Chrapanie zwiększa ryzyko chorób groźnych dla życia

Według powszechnych opinii chrapanie jest przypadłością dokuczliwą, ale zupełnie nieszkodliwą dla zdrowia, chociaż niektóre badania dowodzą czegoś innego. Chrapanie może (chociaż nie musi być) objawem groźnego schorzenia zwanego bezdechem obturacyjnym lub sennym, które wymaga leczenia. To schorzenie może nieść poważne zagrożenia dla chorób układu krążenia, serca, może grozić nawet udarem mózgu.

Bezdech senny jest to schorzenie łatwe do rozpoznania – powodujące przerwy w oddychaniu:

  • najpierw chrapanie staje się coraz głośniejsze
  • potem zapada długa cisza, mogą pojawić się następujące objawy-sinienie twarzy, pocenie, gwałtowne próby złapania oddechu, wymachy rąk
  • śpiący znów zaczyna chrapać, wraca oddech
  • pierwsze po przerwie zaczerpnięcie powietrza jest przeważnie bardzo głośne, często pojawia się dźwięk przypominający chrząkanie.

Zbyt długie przerwy między oddechami powodują niedotlenienie krwi, a więc tym samym serca i mózgu. Jeżeli przerwa między oddechami jest dłuższa niż 10 s chory, zaczyna się dusić. Jest to zagrożenie zawałem serca i udarem niedokrwiennym mózgu, ale także chorobą cukrzycy niezależnej od insuliny.

Chrapanie zwiększa ryzyko cukrzycy

Osoby chrapiące są ponad dwukrotnie bardziej niż przeciętnie, narażone są na rozwój cukrzycy typu 2, czyli niezależnej od insuliny. Okazało się w trakcie badań, że chrapanie zwiększa niebezpieczeństwo zachorowania na cukrzycę typu 2 niezależnie od masy ciała. Obala to pogląd, że to masa ciała jest największym ryzykiem zachorowalności na tę chorobę.

Podczas chrapania organizm produkuje dużo więcej związków chemicznych zwanych katecholaminami (pochodne tyrozyny, niektóre z nich to aminy biogenne), te z kolei mogą doprowadzić do powstania tzw. insulinooporności komórek. Jest to sytuacja, w której trzustka produkuje insulinę w odpowiedniej ilości, ale komórki przestają na nią reagować – nie mogą pobrać glukozy, glukoza pozostaje we krwi, co po jakimś czasie zwykle prowadzi do powstania cukrzycy.

Uwaga na chrapanie

Chrapie dotyka co 10 człowieka, z czego ok 80% to mężczyźni. Kobiety zaczynaj a chrapać zwykle po menopauzie. Lekarze twierdzą, że ok 60% dorosłych chrapie w sposób fizjologiczny i nie jest to szkodliwe dla zdrowia. Natężenie dźwięków wydobywających się z ust chrapiącego człowieka wynosi od 75-93 decybeli.

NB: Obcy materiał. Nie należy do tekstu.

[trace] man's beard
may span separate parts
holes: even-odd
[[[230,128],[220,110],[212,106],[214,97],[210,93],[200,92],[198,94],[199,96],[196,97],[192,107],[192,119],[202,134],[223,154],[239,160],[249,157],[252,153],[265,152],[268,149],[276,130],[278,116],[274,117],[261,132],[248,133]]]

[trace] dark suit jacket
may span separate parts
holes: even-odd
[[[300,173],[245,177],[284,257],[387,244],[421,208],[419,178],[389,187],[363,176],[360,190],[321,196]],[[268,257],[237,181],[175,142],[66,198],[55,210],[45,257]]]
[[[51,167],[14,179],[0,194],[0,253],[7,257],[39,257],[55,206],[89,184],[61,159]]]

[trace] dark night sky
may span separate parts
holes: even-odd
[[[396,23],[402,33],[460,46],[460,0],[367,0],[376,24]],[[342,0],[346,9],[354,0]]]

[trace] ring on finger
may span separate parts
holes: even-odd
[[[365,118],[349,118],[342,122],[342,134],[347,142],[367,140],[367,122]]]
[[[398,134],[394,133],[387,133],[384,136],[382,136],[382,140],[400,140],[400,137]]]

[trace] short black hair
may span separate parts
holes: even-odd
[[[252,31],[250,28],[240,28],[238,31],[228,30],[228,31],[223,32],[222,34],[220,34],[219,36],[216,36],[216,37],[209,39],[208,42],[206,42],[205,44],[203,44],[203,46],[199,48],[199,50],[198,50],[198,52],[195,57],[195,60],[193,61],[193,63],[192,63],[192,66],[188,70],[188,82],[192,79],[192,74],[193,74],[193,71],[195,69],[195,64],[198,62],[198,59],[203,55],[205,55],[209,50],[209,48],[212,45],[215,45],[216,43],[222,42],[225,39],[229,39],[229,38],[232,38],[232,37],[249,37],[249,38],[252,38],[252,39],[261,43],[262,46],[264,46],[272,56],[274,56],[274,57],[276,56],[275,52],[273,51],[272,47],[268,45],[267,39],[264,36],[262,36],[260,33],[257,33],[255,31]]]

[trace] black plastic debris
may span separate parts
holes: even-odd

Przyczyny i leczenie chrapania

  • Dźwięki wydobywane podczas snu, zwane chrapaniem, są rezultatem wibrowania tkanek miękkich górnych dróg oddechowych podczas wdychania powietrza wszystko. Nieprawidłowa budowa gardła, skrzywiona przegroda nosowa, przerośnięty języczek, powiększone migdałki utrudniają przepływ powietrza. Należy wybrać się do laryngologa, który pomoże jak pozbyć się lub ograniczyć tę dolegliwość, wszak niektóre wady w budowie aparatu oddechowego można korygować operacyjnie.
  • Należy regularnie sprawdzać poziom cukru we krwi, wprowadzić profilaktykę chorób cukrzycy.
  • Dbać o wagę ciała, bo nadmierna tusza powoduje rozluźnienie tkanek miękkich dróg oddechowych. Stwierdzono, że przekroczenie wagi o 20-30% może sprawić, że zaczniemy chrapać.
  • Nie palić papierosów, bo nałóg ten zwiększa skłonność do chrapania.
  • Należy starać się spać na boku, chrapaniu zapobiega też wyższe ułożenie górnej części ciała podczas snu.